I’m looking for a way to locally set the number of OpenMP threads for a routine. There are a couple of constraints which do not allow usage of the OMP_NUM_THREADS
environment variable:
- used via a foreign function interface
- caller cannot know whether runtime will be threaded
- OpenMP pragmas are not generally available to the caller
- multiple concurrent instances must not interfere
-
set_omp_num_threads
in global scope will not work
-
- number of threads stored in an opaque handle
- pointer to a non-bind(c) Fortran object
- setter function is available
- deferred usage of thread number when using handle in another procedure
One the C side the simplified setup might look like this:
typedef struct context* context;
extern context new_context(void);
extern void context_set_num_threads(context, int);
extern void actual_calculation(context);
extern void delete_context(context*);
int
main() {
context ctx = new_context();
context_set_num_threads(ctx, 2);
actual_calculation(ctx);
delete_context(&ctx);
return 0;
}
One the Fortran side a minimal example could look like
module bind_c
use, intrinsic :: iso_c_binding
implicit none
! Wrapper to create an opaque handle for configuration
type :: vp_context
integer, allocatable :: nthreads
end type vp_context
contains
! Allocate new context object
function new_context() result(vctx) bind(c)
type(vp_context), pointer :: ctx
type(c_ptr) :: vctx
allocate(ctx)
vctx = c_loc(ctx)
end function new_context
! Set the number of threads in a context object,
! non-positive values will clear the property from the object
subroutine context_set_num_threads(vctx, nthreads) bind(c)
type(c_ptr), value :: vctx
type(vp_context), pointer :: ctx
integer(c_int), value :: nthreads
if (.not.c_associated(vctx)) return
call c_f_pointer(vctx, ctx)
if (allocated(ctx%nthreads)) deallocate(ctx)
if (nthreads > 0) ctx%nthreads = nthreads
end subroutine context_set_num_threads
! Entry point for performing calculation for a given configuration,
! usually takes several objects but simplified here
subroutine actual_calculation(vctx) bind(c)

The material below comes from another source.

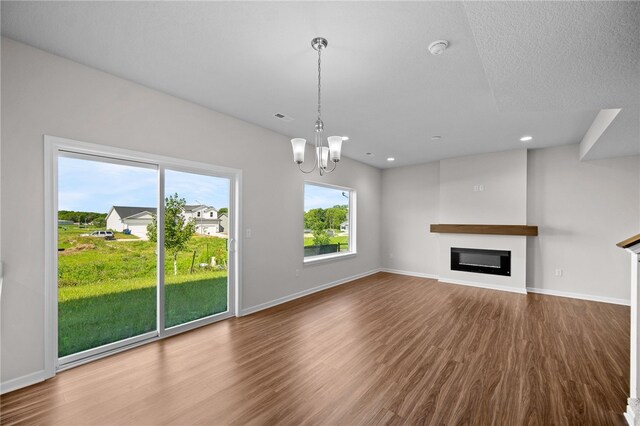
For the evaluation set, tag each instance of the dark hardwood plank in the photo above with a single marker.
(386, 349)
(631, 241)
(526, 230)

type(c_ptr), value :: vctx
type(vp_context), pointer :: ctx
integer :: nthreads
if (.not.c_associated(vctx)) return
call c_f_pointer(vctx, ctx)
nthreads = 0
if (allocated(ctx%nthreads)) nthreads = ctx%nthreads
!$omp teams num_teams(1) thread_limit(nthreads)
! call some_library_function(...)
! contains several !$omp parallel do regions
!$omp end teams
end subroutine actual_calculation
! Free allocation of a context handle,
! also resets the handle to not leave a dangling pointer
subroutine delete_context(vctx) bind(c)
type(c_ptr), intent(inout) :: vctx
type(vp_context), pointer :: ctx
if (.not.c_associated(vctx)) return
call c_f_pointer(vctx, ctx)
deallocate(ctx)
vctx = c_null_ptr
end subroutine delete_context
end module bind_c
Most promising so far is the OpenMP 4.0 teams
construct and in some preliminary tests it seems to work as expected. However, for a team of threads the OpenMP specification seems to recommend the usage of distribute
rather than parallel do
, which would require some adaptation and testing in the library first (which is a feasible option).
Is there a better way to locally set the number of threads for a certain scope in OpenMP?